Hierarchical Bayesian: Automatic Occam's Razor

There is a crisis of "reproducibility" right now in science (Prinz et al 2011; Simmons et al 2011; Begley et al 2012): conservative estimates are that more than 50% of scientific articles are false and cannot be reproduced. Bad estimates are rampant, and false-positives are the norm! This new 'digitial dark age' has many culprits. One contributor is, I think, a misuse and misunderstanding of the dominant statistical paradigm called "Frequentism". Frequentism is a great intellectual achievement, and has such lofty ideals as 'objectivity', a.k.a., let the data speak for itself. Let's not inject our own hopes and desires into our scientific research. Sounds great doesn't it? Why would we want otherwise?

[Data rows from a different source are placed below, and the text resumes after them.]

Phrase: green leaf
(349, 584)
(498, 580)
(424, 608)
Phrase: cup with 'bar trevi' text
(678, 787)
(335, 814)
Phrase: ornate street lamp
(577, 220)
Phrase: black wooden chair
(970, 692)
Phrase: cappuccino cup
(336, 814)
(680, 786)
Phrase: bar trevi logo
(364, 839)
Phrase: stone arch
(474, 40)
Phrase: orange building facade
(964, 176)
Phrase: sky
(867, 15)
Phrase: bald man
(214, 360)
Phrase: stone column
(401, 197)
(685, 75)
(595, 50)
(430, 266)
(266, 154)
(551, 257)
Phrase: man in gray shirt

Well, for one thing, researchers (especially dolphin researchers) rarely have enough data to use Frequentist tools. Thus, we violate the core principle of Frequentism, for which its name is derived:

In frequentism, it is the observed data that is the random variable. Had we repeated the experiment in a parallel universe, we would get different data. We don't care about the actual data values (like individual dolphin's measurements); instead, we care about the true population-level process which gives rise to this data. We try to make inferences about this true process by sampling from the data distribution, and then try to generalize over the entire data distribution.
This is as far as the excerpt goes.